Results: Patients had higher false alarm rates in response to negative emotional stimuli than HC. Task performance was correlated with self-reported difficulties in emotional awareness and regulation in everyday life. White matter analysis using tract-based spatial statistics revealed no between-group differences. In patients, fractional anisotropy (FA) in the right uncinate fasciculus, right and left fornix/stria terminalis, and corpus callosum were correlated with task performance. Similar results were found for radial diffusivity (RD), but not mean (MD) or axial diffusivity (AD).
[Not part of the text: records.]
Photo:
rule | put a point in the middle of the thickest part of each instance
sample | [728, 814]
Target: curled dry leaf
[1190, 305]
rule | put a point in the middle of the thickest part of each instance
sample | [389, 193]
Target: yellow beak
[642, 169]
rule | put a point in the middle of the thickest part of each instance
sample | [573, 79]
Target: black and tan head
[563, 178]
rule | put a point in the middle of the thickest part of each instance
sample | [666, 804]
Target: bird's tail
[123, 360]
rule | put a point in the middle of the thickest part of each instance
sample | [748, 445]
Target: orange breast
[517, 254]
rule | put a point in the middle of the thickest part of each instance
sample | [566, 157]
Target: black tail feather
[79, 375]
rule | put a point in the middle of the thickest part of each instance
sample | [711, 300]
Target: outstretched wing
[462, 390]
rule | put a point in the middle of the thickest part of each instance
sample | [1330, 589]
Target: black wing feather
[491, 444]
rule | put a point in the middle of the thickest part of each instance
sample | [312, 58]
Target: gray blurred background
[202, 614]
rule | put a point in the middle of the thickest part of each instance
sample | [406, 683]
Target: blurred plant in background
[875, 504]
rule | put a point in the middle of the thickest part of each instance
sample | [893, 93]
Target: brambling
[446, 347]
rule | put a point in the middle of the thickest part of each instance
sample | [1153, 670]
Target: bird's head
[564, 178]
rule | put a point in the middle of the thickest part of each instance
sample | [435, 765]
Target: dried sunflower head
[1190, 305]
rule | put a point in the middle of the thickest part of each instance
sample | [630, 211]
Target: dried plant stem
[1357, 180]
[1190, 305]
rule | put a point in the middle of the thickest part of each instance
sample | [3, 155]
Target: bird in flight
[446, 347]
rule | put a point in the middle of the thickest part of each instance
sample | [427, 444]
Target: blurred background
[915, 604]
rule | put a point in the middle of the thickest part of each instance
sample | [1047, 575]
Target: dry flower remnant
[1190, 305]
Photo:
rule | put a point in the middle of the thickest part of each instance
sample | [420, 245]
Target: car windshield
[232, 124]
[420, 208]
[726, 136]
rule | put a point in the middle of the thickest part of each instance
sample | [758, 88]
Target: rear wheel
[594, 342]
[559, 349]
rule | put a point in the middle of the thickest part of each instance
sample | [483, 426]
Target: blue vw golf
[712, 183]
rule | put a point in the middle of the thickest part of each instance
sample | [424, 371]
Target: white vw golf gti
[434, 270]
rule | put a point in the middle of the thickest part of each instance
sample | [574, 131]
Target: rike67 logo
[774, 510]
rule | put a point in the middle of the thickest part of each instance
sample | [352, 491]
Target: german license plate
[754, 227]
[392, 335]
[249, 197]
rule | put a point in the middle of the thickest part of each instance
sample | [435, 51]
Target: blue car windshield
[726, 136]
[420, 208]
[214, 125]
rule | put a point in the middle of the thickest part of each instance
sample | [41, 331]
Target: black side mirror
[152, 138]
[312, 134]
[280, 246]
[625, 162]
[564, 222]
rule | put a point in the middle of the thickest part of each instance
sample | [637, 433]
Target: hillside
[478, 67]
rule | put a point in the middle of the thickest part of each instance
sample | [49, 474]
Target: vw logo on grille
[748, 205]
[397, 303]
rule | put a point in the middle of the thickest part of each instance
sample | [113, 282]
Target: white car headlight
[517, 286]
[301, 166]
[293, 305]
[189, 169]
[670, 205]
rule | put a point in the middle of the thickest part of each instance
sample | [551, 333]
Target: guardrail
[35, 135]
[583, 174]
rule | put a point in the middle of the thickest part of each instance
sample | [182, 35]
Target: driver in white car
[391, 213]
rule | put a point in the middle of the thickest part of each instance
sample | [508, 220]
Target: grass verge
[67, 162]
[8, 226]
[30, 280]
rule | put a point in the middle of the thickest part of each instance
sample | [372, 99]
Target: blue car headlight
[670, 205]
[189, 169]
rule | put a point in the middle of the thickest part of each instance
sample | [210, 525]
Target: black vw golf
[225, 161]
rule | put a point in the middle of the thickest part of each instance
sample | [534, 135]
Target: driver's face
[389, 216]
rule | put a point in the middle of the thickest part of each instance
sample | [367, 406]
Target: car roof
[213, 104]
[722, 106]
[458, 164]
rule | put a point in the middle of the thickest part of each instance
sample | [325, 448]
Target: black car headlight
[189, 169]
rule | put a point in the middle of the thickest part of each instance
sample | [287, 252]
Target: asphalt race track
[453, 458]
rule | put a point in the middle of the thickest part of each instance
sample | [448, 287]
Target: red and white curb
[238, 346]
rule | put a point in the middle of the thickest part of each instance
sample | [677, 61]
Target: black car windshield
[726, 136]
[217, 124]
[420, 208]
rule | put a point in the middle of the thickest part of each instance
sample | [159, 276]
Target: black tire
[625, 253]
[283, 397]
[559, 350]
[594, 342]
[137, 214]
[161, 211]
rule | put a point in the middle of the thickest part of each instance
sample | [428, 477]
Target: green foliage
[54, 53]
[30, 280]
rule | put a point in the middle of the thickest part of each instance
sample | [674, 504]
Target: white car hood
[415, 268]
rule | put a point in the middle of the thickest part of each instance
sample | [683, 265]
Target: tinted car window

In HC, task performance was associated with AD and RD of fewer and smaller clusters in the corpus callosum and right fornix/stria terminalis, and none for FA or MD. Probabilistic tractography of thus identified tracts revealed that mean FA values were correlated with illness parameters (right fornix/stria terminalis with age at onset; posterior corpus callosum with seizure frequency), and psychological trauma history (traumatic experiences during adolescence with anterior corpus callosum).
Conclusions: Patients with DS show impaired behavioural control in response to emotional stimuli. Microstructural variations in task-related neurocircuitry show associations with illness parameters and psychological trauma history. Future studies using psychiatric controls should examine the specificity of these findings.
Keywords: DTI; Dissociative seizures; Emotion processing; Inhibition; Psychogenic nonepileptic seizures; Trauma.